Andromaque - Critique sortie Théâtre
Photo : Pidz Astyanax (Sylvain Levitte), un jouet dans des mains adultes.

Publié le 10 novembre 2007

La mise en scène glacée et incandescente d’Andromaque par Declan Donnellan sait dérouler le fil tendu à l’extrême des passions humaines inconciliables. Vengeance et fureur à cran.

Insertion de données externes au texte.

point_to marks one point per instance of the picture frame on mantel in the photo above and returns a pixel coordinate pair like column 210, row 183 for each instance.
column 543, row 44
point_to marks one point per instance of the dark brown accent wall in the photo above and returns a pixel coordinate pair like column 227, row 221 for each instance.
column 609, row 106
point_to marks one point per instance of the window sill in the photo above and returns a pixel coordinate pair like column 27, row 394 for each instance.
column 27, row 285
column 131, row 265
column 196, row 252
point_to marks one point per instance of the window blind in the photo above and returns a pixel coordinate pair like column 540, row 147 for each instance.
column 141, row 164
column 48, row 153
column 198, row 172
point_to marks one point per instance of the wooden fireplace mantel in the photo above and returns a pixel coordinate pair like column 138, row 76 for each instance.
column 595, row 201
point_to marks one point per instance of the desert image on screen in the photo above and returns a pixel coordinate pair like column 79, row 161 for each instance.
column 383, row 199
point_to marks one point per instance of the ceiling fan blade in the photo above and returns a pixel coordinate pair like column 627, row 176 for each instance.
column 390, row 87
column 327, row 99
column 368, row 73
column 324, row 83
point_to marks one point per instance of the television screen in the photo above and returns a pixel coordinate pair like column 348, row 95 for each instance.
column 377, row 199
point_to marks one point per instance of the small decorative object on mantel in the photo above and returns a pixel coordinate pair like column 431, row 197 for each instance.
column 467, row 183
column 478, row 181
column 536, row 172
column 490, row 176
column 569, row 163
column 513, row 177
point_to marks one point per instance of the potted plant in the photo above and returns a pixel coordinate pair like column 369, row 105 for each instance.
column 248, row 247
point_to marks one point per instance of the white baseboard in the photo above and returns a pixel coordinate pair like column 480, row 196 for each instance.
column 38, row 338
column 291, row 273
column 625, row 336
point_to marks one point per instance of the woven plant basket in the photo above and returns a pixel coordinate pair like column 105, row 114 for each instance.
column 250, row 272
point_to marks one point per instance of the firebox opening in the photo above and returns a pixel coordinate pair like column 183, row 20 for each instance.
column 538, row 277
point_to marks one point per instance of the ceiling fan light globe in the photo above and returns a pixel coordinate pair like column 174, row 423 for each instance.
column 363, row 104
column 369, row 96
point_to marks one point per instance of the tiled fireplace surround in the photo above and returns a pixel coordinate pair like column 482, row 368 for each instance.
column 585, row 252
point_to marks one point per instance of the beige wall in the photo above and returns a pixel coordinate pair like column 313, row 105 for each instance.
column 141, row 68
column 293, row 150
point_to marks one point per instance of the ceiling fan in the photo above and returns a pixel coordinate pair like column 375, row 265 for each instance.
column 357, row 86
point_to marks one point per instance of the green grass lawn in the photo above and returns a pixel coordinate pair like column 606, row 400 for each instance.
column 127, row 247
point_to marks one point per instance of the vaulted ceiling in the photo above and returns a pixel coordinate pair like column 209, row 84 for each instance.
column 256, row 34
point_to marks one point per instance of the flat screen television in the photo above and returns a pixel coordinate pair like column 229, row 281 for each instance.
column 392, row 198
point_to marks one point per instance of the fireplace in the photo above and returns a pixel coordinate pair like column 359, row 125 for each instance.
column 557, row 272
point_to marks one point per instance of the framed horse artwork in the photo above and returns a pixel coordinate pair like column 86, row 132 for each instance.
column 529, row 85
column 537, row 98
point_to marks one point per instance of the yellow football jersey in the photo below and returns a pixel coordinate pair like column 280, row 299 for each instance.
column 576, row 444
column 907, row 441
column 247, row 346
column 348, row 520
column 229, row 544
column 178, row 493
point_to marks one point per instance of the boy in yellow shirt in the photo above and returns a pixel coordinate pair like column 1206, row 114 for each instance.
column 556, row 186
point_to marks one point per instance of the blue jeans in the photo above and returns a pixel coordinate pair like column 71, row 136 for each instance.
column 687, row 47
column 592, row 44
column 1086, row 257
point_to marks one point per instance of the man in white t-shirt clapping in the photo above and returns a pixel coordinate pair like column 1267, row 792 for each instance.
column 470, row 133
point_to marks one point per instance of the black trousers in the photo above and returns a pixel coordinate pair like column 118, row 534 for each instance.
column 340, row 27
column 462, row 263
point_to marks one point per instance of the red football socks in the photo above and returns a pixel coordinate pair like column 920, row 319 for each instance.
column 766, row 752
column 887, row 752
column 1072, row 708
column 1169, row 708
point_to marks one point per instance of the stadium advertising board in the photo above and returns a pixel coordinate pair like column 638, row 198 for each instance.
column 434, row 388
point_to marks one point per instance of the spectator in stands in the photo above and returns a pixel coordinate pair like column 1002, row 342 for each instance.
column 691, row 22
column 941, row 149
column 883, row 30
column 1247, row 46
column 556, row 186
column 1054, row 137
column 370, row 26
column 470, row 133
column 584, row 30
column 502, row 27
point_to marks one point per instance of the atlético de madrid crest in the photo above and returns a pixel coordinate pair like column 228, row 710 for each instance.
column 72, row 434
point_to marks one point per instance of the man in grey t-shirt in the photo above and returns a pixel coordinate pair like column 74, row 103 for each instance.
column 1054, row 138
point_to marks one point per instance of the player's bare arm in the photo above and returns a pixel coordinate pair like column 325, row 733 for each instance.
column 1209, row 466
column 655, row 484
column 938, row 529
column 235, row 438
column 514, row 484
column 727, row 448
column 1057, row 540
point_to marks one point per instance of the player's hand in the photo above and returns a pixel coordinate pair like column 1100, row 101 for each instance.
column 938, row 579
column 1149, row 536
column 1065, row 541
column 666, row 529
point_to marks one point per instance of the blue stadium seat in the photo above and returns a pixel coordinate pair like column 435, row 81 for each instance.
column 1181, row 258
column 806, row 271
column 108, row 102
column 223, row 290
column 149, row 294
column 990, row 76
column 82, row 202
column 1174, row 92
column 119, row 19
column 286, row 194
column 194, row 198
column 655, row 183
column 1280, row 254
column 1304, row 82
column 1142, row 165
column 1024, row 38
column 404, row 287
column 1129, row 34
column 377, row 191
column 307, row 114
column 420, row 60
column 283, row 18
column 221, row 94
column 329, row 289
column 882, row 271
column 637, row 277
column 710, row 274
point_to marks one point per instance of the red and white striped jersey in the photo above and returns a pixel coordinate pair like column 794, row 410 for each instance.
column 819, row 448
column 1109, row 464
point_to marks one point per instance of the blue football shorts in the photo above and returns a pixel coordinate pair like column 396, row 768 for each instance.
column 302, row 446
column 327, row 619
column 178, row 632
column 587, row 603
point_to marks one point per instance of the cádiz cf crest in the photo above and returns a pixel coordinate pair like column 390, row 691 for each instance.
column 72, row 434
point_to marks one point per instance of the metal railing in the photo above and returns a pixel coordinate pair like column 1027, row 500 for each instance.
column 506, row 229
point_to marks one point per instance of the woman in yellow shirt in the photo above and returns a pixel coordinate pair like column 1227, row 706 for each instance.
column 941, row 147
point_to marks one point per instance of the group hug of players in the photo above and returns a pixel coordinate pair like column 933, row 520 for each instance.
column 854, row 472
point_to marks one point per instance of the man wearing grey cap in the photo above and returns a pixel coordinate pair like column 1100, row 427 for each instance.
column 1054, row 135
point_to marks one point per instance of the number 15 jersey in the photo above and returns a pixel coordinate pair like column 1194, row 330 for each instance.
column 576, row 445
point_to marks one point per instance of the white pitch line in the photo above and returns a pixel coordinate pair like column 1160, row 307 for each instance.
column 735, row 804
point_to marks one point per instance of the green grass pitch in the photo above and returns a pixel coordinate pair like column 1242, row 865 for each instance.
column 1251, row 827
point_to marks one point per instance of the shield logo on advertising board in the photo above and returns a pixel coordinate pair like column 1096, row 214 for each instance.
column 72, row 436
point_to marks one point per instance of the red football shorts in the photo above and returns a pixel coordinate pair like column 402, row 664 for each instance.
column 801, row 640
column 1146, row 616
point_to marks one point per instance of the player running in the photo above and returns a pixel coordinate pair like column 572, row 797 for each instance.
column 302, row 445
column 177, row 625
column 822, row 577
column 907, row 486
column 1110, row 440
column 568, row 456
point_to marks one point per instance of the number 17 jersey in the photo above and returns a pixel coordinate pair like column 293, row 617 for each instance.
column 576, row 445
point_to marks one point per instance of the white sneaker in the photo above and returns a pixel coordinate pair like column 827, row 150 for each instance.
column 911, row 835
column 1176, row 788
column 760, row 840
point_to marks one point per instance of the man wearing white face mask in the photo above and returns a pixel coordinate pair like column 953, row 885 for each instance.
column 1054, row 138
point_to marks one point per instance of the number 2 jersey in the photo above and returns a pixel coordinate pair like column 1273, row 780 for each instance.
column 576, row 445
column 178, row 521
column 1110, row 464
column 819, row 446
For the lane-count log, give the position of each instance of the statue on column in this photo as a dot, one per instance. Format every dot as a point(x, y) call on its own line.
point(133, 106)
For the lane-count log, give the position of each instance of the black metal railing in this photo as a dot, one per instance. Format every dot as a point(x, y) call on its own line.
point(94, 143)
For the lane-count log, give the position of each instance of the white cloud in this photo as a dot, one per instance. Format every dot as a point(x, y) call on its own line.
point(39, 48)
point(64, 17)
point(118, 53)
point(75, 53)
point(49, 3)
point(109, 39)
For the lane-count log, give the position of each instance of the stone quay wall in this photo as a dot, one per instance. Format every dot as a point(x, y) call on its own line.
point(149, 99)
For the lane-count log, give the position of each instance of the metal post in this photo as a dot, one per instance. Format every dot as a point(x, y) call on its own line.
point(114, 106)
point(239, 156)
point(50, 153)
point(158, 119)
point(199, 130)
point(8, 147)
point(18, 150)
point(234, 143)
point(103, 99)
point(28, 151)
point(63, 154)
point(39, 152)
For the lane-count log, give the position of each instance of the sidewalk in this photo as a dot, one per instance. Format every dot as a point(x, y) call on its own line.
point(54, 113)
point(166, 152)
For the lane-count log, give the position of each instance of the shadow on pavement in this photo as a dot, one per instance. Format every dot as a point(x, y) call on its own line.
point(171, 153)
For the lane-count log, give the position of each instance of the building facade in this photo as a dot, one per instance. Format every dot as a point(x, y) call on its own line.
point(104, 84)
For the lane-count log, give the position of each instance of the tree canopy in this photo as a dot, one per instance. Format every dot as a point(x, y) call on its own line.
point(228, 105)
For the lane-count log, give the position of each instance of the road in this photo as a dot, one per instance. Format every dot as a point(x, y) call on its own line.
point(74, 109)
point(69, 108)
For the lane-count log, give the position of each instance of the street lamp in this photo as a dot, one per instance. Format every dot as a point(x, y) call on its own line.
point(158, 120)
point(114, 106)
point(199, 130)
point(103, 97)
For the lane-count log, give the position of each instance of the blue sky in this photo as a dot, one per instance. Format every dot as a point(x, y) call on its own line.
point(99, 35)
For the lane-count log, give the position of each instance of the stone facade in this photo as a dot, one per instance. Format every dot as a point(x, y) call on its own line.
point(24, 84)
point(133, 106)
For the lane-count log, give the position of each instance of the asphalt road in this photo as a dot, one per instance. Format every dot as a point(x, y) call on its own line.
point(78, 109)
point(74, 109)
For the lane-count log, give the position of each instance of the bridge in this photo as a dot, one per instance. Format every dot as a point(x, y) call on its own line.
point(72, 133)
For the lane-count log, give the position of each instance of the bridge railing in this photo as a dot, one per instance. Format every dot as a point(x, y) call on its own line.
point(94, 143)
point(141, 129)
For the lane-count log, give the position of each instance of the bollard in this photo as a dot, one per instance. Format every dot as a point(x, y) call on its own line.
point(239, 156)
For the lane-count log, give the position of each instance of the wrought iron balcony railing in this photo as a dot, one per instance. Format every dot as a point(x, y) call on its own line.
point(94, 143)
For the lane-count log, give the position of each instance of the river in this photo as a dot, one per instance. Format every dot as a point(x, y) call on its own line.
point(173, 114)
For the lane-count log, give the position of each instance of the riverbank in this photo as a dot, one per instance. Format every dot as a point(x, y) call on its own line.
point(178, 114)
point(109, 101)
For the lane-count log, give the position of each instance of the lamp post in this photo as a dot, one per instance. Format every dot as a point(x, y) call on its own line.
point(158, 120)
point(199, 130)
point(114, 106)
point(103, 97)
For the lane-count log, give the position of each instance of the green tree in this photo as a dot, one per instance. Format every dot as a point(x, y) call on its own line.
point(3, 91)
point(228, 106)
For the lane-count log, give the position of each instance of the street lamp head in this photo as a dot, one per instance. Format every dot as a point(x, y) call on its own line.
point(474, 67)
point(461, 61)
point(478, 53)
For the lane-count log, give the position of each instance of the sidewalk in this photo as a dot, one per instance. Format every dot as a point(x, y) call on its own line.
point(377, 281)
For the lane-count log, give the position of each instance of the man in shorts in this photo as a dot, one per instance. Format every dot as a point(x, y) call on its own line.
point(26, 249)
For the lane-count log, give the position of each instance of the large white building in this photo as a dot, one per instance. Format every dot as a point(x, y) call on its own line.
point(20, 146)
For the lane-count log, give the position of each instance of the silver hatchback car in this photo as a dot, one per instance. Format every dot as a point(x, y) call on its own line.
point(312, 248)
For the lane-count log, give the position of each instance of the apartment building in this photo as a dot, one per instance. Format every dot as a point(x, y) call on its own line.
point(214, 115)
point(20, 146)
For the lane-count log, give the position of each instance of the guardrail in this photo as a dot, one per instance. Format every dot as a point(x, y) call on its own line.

Oreste, ambassadeur des Grecs, vient auprès de Pyrrhus réclamer Astyanax, ultime descendant troyen. Hector mort, Pyrrhus tient captive sa veuve, Andromaque, qu’il ose aimer alors que sa promise Hermione ressent l’amertume du rejet qui l’accable. Une aubaine pour Oreste (Xavier Boiffier) amoureux d’Hermione : «  L’amour me fait chercher ici une inhumaine », dit-il à Pylade (Romain Cottard). Si Pyrrhus refusait de mettre à mort le fils d’Andromaque, il se placerait du côté ennemi et abandonnerait  Hermione aux bras d’Oreste. Cette intrigue passionnelle entre figures antiques – une chaîne galante d’amours non partagés qui enserrent la tragédie d’Andromaque de Racine – sur fond conflictuel du lourd passé de la Guerre de Troie, verserait facilement dans les raffinements surannés des sentiments confus du langage amoureux. Mais l’homme de théâtre Declan Donnellan a su stimuler l’énergie et l’ironie tragique qui mènent ses victimes sur les chemins de la fatalité. La tyrannie des cœurs fait en sorte que nul ne reconnaît l’autre. Oreste aime Hermione qui aime Pyrrhus qui aime Andromaque qui aime Hector… mort.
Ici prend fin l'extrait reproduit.